LINEは6月27日、年に一度の大規模カンファレンス「LINE CONFERENCE 2019」を開催した。LINE CONFERENCEでは、複数の新サービスとともに、LINEが向かう今後の方向性などを発表する。
イベント冒頭では、LINE CONFERENCE初登壇となる、LINE 代表取締役Chief WOW Officer(CWO)の慎ジュンホ氏が登場。同社代表取締役CEOの出澤剛氏と共に、LINEが目指す世界観ついて説明した。
慎氏ははじめに、「LINEは、イノベーションを起こしてユーザーに感動を与える『WOW』を最優先にしている」と説明。ライフスタイルへの貢献や、影響を与えるイノベーション、さらにユーザーの生活や社会を変えることを目指しているという。そして、LINEにおいてWOWに責任を持つ役職が、自身の肩書きである「CWO」だと解説した。
慎氏は、LINEが目指す世界観について、「朝目覚めてから就寝までのさまざまな場面でユーザーに寄り添う『Life on LINE』だ」と宣言。この世界観を実現するために、特に注力している3領域について語った。
まず1つ目は「オフライン」だ。「オフラインに対応しなければ、Life on LINEにならない」と述べた慎氏。従来はOnline to Offline(O2O)として、LINEショッピングなどさまざまなサービスを提供してきたLINEだが、慎氏は「O2OだけではLife on LINEの全てを解決できない」とした。
そのO2Oの限界を超える概念として慎氏が説明したのが、オンラインとオフラインを融合させた「Online Merges with Offline」(OMO)だ。そして、その概念を実現するために開発したプラットフォームとして、「LINE Mini app」を発表した。
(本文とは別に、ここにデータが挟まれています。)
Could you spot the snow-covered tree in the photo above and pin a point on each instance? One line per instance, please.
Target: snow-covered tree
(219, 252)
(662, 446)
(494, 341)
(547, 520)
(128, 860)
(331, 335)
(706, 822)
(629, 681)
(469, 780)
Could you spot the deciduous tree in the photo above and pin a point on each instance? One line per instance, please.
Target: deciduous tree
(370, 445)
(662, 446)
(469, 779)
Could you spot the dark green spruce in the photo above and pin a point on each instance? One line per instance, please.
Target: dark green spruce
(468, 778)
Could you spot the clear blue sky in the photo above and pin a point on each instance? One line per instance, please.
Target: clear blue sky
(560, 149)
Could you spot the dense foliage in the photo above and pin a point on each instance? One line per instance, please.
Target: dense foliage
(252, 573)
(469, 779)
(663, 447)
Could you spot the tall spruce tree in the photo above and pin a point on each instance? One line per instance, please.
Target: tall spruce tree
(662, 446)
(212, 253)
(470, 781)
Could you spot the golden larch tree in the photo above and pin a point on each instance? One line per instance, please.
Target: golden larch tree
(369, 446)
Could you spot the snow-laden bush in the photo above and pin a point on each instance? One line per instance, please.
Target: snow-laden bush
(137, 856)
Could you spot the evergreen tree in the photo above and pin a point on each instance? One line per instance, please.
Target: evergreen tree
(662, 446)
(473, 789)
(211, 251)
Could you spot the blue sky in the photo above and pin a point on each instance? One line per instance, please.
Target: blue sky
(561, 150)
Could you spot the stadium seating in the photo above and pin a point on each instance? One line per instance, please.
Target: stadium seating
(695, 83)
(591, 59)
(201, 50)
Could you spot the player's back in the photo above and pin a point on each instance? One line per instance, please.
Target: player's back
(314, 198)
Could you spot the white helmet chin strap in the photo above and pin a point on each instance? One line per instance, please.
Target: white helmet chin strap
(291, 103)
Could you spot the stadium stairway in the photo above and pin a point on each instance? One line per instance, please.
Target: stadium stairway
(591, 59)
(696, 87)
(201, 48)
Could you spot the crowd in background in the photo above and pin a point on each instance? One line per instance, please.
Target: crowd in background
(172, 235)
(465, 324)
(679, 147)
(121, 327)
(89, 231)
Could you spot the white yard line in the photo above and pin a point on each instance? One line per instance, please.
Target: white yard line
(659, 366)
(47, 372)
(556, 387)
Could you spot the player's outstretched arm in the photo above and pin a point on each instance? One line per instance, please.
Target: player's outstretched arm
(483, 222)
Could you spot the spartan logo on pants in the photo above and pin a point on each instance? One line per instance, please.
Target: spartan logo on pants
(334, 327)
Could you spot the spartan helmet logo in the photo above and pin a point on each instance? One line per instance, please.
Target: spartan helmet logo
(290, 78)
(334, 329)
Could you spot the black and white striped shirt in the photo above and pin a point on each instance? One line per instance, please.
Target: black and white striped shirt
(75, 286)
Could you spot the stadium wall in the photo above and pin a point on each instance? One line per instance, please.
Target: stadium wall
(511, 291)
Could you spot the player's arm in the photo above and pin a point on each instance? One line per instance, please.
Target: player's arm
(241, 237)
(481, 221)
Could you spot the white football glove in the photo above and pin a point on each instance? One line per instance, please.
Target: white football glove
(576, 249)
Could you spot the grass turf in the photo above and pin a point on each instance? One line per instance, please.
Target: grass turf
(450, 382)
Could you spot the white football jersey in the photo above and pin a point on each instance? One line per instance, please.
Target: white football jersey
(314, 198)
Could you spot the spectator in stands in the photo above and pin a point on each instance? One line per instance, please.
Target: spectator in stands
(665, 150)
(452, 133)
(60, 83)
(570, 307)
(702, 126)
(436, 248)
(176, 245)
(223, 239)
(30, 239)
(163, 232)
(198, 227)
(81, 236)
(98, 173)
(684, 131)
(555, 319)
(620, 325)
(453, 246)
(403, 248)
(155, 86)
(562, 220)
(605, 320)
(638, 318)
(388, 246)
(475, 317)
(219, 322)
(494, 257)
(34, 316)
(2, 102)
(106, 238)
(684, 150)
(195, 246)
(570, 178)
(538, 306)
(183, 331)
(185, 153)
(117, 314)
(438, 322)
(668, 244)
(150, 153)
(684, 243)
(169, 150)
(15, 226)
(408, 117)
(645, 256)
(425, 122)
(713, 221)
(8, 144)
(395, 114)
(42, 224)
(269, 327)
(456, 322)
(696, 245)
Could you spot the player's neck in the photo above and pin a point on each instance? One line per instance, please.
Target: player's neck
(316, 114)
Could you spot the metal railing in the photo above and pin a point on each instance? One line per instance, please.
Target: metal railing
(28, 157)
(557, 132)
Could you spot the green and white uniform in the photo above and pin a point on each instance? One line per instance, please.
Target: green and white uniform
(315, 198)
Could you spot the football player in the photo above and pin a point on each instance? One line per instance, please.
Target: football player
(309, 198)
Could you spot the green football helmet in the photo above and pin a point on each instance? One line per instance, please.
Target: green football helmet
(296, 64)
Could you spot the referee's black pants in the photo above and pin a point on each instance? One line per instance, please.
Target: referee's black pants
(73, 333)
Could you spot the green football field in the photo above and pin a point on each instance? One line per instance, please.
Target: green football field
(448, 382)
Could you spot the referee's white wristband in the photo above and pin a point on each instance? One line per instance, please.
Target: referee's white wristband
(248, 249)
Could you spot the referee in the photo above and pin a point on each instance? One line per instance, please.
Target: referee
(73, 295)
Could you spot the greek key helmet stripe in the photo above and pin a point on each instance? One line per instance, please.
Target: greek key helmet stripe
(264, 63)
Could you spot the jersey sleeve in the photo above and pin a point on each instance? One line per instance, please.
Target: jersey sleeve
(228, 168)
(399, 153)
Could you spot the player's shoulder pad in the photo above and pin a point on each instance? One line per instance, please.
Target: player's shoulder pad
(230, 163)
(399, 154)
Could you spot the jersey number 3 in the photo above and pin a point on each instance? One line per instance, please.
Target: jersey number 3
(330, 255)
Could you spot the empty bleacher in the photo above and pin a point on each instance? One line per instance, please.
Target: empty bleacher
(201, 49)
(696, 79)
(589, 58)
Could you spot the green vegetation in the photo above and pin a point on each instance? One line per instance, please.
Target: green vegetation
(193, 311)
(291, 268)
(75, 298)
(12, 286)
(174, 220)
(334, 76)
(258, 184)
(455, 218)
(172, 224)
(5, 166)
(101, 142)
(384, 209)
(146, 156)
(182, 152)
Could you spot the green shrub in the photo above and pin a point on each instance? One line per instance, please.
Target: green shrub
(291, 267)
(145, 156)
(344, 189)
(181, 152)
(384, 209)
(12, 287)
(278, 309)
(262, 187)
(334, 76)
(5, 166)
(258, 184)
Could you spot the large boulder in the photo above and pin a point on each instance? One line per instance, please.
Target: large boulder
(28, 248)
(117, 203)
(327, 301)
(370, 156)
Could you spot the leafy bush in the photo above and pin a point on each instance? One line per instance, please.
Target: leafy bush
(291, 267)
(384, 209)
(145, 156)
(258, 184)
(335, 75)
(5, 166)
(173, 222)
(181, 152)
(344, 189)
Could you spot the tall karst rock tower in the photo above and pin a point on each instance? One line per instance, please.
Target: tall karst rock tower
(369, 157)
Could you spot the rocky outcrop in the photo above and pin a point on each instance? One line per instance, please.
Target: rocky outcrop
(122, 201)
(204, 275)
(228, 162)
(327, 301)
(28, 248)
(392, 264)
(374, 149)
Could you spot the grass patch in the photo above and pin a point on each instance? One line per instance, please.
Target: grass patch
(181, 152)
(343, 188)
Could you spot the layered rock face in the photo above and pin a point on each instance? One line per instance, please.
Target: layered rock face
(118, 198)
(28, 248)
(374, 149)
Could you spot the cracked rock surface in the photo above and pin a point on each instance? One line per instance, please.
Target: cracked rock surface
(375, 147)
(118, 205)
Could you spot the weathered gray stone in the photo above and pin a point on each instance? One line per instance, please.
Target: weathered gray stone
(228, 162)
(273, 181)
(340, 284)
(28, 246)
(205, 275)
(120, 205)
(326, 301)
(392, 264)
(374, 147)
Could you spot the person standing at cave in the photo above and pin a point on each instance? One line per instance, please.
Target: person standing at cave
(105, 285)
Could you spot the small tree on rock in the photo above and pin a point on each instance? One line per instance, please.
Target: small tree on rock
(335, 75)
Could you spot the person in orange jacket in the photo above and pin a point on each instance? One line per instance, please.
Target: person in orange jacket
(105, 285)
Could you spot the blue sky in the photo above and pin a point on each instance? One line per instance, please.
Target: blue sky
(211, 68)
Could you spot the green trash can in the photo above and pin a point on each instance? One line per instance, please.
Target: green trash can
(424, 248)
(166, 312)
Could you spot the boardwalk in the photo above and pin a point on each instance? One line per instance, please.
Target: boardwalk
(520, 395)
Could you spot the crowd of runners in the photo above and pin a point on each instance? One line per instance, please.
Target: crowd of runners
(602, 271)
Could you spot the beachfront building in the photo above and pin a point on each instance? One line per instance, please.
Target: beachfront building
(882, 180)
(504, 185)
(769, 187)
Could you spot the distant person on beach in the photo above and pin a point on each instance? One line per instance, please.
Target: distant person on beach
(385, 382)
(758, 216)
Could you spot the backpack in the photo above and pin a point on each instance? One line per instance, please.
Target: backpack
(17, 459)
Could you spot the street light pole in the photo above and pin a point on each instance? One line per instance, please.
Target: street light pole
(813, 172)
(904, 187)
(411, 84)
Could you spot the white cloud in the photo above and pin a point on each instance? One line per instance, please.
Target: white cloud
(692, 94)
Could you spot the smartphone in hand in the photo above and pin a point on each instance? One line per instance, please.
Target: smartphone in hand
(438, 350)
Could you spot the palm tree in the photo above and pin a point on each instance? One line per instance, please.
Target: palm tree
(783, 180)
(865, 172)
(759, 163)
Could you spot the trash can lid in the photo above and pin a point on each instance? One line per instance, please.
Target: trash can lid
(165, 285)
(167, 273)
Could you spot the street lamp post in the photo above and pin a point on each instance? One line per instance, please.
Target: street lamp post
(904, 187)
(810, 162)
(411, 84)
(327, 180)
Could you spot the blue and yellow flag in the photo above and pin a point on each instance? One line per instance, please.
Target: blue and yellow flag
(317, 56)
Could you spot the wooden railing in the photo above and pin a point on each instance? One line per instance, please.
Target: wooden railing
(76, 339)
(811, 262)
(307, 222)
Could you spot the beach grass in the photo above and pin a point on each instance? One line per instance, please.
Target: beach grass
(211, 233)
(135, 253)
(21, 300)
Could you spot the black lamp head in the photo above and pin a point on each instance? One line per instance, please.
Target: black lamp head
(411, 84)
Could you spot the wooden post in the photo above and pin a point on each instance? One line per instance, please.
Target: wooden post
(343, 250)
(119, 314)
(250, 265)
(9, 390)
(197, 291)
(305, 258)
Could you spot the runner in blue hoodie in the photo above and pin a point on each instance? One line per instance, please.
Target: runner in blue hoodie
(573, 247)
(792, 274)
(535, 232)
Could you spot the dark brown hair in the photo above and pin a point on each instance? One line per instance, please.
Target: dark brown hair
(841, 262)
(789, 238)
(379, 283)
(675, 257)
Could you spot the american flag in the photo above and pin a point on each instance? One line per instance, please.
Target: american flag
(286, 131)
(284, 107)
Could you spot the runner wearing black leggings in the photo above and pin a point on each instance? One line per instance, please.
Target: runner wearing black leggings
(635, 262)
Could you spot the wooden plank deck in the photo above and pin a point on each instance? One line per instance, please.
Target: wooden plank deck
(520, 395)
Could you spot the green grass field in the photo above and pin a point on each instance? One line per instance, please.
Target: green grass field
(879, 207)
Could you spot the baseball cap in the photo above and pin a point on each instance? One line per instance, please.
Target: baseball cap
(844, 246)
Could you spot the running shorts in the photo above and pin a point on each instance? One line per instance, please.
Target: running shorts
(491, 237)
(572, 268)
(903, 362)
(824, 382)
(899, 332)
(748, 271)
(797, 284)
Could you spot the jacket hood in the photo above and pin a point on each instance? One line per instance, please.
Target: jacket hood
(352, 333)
LINE Mini appは、LINEの中で簡単にミニアプリを制作できるプラットフォーム。従来では構築にある程度の技術が要求されたウェブページやアプリを、初心者でも簡単に製作できる。ユーザー側にとっても、これまで店舗ごとに会員登録の必要があったわずらわしさから開放されるという。
慎氏が2つ目に挙げたのはFintech。「お金は日常生活で重要なものの1つ。これを根本的にアップグレードしなければ、Life on LINEは不完全なものになる」と語った慎氏。日本の銀行は24時間営業できず、都度手数料が必要で、店頭での手続きを求められることも多い。また、日本では未だ現金主義で、大量の現金を持ち歩く必要がある。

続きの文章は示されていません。